Now, do the same thing with the case data

ggplot(case_tri)+
  geom_dhb(data=popsize, aes(map_id=dhb),fill="grey98")+
  geom_dhbtri(data=pop_tri,aes(map_id=dhb,fill=group,class_id=order,radius=sqrt(Total)),
              coord=FALSE, show.legend=FALSE)+
  scale_fill_manual(values=c(blank=NA,Population="forestgreen",Cases="gold",empty=NA))+
  geom_dhbtri(data=case_tri, aes(map_id=DHB,fill=group,class_id=order,radius=sqrt(Count)),
              coord=FALSE, show.legend=FALSE)

And add abbrevations for each District Health Board, offsetting them up so they don’t obscure the data

ggplot(case_tri)+
  geom_dhb(data=popsize, aes(map_id=dhb),fill="grey98")+
  geom_dhbtri(data=pop_tri,aes(map_id=dhb,fill=group,class_id=order,radius=sqrt(Total)),
              coord=FALSE, show.legend=FALSE)+
  scale_fill_manual(values=c(blank=NA,Population="forestgreen",Cases="gold",empty=NA))+
  geom_dhbtri(data=case_tri, aes(map_id=DHB,fill=group,class_id=order,radius=sqrt(Count)),
              coord=FALSE, show.legend=FALSE)+
  geom_label_dhb(short=TRUE, position=position_nudge(x=0,y=0.5),col="grey50",size=2.5)

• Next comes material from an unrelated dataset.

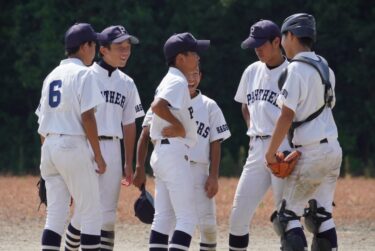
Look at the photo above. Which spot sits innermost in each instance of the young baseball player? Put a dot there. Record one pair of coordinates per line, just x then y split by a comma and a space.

It looks as though rural areas are at lower risk, but so is Canterbury (about 80% of which is Christchurch). We might want to put confidence intervals on, to see if these differences are larger than you’d get from random variation. It’s easy to model the purely random part of this with a Poisson distribution, but we don’t have data on ascertainment rates so the variation will be underestimated.

I used poisson.test() to compute exact confidence intervals for the rates, since the counts in some areas are (happily) very small.

case_tri$low<-sapply(case_tri$Count, function(n) poisson.test(n)$conf.int[1])
case_tri$high<-sapply(case_tri$Count, function(n) poisson.test(n)$conf.int[2])

case_tri$total_scaled<- with(case_tri, 0.95*Count/max(high))
case_tri$low_scaled<- with(case_tri, 0.95*low/max(high))
case_tri$high_scaled<- with(case_tri, 0.95*high/max(high))

Also, I want the population half of the hex scaled to match the true count, not the outer confidence limit

pop_tri$total_scaled<- 0.95*pop_tri$Total*max(case_tri$total_scaled)/max(pop_tri$Total)

And finally, we can assemble it. First, the population half

ggplot(case_tri)+
    geom_dhb(data=popsize, aes(map_id=dhb),fill="grey98")+
    geom_dhbtri(data=pop_tri,
                aes(map_id=dhb,fill=group,class_id=order,radius=sqrt(total_scaled)),
                coord=FALSE, show.legend=FALSE)+
    scale_fill_manual(values=c(blank=NA,Population="forestgreen",Cases="magenta",empty=NA))

Now add the case half in three, partially transparent, sections: the upper limit, the observed value, then the lower limit

ggplot(case_tri)+
    geom_dhb(data=popsize, aes(map_id=dhb),fill="grey98")+
    geom_dhbtri(data=pop_tri,
                aes(map_id=dhb,fill=group,class_id=order,radius=sqrt(total_scaled)),
                coord=FALSE, show.legend=FALSE)+
    scale_fill_manual(values=c(blank=NA,Population="forestgreen",Cases="magenta",empty=NA))+
    geom_dhbtri(data=case_tri,
                aes(map_id=DHB,fill=group,class_id=order,radius=sqrt(high_scaled)),
                alpha=0.1,coord=FALSE, show.legend=FALSE)+
    geom_label_dhb(short=TRUE,position=position_nudge(x=0,y=0.5),
                   col="grey50",size=3)+
    geom_dhbtri(data=case_tri, 
                aes(map_id=DHB,fill=group, class_id=order, radius=sqrt(total_scaled)),
                alpha=0.3,coord=FALSE, show.legend=FALSE)+
    geom_dhbtri(data=case_tri,
                aes(map_id=DHB,fill=group,class_id=order,radius=sqrt(low_scaled)),
                alpha=0.3,coord=FALSE, show.legend=FALSE)

Most of the variation between DHBs can be explained by population size and Poisson variability. For example, we can see that Tairāwhiti DHB, at the top right of the North Island, had zero cases and so has no inner or middle hex. Its outer hex is a good match for population size, indicating that the rate of cases is not significantly low. On the other hand, Canterbury DHB, on the east of the South Island, had fewer cases than would be expected.